To overcome challenges in the treatment of the neurological ill subjects who pose a burden on the health care sector, on the family and caregivers and the rehabilitation team, there is a dire need for the innovations of cost-effectiveness and feasible of these technologies. These assistive technologies provide drastically improved in the long run, and they are integral to provide adequate training sessions required by the neurological patients. Still, they can be done by the supervision of the therapists; these technologies have not done better when compared with conventional therapy and are supportive of this study.

Assistive technology and specialist come in relevance when function, independence and participation are compromised in subject with muscular dystrophy.

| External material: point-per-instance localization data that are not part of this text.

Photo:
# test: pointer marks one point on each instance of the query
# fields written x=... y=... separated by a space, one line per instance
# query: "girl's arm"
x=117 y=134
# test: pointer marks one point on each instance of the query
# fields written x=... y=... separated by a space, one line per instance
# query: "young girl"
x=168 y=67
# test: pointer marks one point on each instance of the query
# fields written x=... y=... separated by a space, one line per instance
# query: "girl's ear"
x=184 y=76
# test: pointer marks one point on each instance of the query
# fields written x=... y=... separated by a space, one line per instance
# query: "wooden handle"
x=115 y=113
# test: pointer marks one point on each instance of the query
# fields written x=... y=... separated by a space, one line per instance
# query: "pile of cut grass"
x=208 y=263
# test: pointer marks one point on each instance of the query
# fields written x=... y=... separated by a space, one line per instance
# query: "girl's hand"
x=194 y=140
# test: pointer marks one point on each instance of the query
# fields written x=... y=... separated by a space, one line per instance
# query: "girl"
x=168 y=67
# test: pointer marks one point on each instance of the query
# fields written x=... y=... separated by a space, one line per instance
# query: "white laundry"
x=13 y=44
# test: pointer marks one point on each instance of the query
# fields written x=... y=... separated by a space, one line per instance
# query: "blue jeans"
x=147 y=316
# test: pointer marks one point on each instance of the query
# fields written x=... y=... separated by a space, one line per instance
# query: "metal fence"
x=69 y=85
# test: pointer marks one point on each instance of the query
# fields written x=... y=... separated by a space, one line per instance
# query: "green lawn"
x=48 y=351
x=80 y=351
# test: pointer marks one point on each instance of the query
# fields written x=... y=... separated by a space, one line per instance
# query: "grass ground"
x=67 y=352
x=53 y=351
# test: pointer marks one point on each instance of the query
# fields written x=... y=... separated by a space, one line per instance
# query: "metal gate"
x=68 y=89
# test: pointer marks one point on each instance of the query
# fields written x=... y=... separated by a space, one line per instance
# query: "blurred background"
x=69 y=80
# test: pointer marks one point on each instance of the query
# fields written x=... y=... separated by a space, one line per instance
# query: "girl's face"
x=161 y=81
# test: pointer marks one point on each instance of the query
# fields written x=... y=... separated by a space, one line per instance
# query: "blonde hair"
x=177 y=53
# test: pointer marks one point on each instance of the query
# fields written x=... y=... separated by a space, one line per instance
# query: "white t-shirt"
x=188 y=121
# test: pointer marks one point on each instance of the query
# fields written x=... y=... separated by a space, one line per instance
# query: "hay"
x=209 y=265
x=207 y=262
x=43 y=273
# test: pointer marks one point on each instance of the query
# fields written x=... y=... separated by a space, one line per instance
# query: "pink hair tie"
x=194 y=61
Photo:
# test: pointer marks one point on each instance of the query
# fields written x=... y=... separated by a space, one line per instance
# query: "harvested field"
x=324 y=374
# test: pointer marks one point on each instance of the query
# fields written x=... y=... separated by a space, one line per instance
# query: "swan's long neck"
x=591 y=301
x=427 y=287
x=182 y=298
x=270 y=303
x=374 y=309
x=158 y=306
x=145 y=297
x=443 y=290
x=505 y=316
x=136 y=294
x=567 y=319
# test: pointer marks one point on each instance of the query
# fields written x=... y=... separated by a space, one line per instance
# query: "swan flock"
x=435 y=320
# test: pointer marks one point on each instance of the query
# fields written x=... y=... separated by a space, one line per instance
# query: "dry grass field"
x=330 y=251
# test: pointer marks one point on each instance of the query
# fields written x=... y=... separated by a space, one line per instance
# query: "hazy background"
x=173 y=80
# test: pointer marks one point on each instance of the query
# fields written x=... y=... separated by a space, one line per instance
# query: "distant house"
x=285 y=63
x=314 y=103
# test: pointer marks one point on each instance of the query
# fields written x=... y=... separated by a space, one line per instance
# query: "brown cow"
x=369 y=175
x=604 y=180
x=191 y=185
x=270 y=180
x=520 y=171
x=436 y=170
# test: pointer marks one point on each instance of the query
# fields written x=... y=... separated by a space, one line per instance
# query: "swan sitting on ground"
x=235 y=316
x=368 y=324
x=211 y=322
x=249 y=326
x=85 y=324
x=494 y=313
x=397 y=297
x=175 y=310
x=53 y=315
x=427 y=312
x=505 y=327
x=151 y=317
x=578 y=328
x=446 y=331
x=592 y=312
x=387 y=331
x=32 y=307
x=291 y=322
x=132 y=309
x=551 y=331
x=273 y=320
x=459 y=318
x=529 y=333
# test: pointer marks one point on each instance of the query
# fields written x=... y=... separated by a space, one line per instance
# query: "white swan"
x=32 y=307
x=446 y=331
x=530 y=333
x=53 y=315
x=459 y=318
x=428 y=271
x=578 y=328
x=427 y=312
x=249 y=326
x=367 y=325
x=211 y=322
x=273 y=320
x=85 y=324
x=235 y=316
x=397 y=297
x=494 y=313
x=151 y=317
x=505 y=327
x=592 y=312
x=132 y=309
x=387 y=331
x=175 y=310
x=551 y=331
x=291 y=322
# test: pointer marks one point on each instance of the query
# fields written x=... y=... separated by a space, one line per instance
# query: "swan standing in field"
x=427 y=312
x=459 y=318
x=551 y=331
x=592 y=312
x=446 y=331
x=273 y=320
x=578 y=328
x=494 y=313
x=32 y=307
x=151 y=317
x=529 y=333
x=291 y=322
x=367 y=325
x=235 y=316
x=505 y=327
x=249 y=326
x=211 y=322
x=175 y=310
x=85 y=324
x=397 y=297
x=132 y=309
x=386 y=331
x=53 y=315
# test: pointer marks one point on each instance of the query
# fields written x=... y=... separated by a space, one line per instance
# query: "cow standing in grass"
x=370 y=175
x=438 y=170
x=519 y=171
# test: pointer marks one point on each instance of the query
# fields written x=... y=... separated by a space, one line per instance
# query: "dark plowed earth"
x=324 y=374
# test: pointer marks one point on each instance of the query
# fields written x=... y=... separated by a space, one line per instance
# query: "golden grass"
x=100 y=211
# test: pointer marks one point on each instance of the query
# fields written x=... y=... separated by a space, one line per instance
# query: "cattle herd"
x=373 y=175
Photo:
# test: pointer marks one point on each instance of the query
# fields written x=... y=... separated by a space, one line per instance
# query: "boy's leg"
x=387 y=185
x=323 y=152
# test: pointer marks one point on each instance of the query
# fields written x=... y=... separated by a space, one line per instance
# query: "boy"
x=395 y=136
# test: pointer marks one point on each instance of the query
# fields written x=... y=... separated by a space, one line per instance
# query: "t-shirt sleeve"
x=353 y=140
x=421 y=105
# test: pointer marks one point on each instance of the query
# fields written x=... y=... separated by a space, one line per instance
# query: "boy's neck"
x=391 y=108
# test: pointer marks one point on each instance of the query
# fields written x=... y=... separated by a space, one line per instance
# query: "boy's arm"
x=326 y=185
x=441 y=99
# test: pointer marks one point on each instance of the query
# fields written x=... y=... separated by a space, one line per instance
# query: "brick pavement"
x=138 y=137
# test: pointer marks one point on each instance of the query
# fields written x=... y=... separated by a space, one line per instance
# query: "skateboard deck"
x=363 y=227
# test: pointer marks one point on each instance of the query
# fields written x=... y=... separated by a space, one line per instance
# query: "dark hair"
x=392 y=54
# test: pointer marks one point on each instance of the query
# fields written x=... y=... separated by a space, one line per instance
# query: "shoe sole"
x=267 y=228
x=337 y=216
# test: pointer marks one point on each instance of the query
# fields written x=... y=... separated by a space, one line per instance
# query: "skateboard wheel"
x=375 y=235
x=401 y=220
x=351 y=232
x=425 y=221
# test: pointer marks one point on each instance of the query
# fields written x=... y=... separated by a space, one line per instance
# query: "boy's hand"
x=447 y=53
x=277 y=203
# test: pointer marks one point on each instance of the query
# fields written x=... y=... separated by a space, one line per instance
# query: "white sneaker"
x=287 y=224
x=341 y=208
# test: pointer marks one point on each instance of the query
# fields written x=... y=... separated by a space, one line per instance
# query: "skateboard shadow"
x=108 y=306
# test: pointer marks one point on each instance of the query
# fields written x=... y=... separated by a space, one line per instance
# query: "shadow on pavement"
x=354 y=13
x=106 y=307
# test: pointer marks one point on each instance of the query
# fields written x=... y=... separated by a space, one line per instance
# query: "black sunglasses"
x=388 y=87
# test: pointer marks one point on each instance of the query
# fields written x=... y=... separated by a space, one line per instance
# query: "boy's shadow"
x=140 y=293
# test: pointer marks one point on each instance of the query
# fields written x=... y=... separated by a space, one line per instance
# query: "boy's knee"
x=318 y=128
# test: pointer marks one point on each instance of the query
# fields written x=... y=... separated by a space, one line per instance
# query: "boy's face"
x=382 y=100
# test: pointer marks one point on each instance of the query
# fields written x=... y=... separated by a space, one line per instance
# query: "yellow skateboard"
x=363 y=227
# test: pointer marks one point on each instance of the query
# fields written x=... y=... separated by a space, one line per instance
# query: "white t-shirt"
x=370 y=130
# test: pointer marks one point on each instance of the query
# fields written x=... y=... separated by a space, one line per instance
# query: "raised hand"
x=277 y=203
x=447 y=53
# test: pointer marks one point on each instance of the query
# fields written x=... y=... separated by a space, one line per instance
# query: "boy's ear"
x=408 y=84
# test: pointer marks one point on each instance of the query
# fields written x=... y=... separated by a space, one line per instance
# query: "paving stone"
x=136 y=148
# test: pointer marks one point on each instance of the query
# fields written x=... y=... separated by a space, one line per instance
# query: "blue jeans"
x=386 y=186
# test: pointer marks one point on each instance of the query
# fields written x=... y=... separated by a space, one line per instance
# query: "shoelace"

Use of small proportional joystick, robotics, Bluetooth capabilities, fall detection systems with built-in Global Positioning System detection, voice activation and texting systems on smartphones and tablets, and “smart home systems have helped in optimising function and improving the quality of life, but still have not provided cost-effective measures, funding and insurance for these devices have been in a critical situation. This supports our study in explaining the need for improvising economically efficient technology-based devices which supports the needed frequent therapy sessions and extended the influence of rehabilitation process even in the inactive hours of the patient. Despite these findings, a thorough examination is the need of the hour in emerging technology with RCTs, where RCTs form the gold standard in research.

Conclusions

This study provides an insight for the emerging studies to conduct more multicentric studies or randomised control trial on larger sample size for the use of technology, as availability of these technologies in rural areas where more majority of the disabled population are residing and have the least access to the proper health care system, the feasibility of devices, access, cost-effectiveness, space, needed for the workstation, knowledgeable and skilled therapist on handling these equipment's, efficacy of applying these adjunct technologies at the right time of the rehabilitation process.

Funding Support

The authors declare that they have no funding support for this study.

Conflict of Interest

The authors declare that they have no conflict of interest for this study.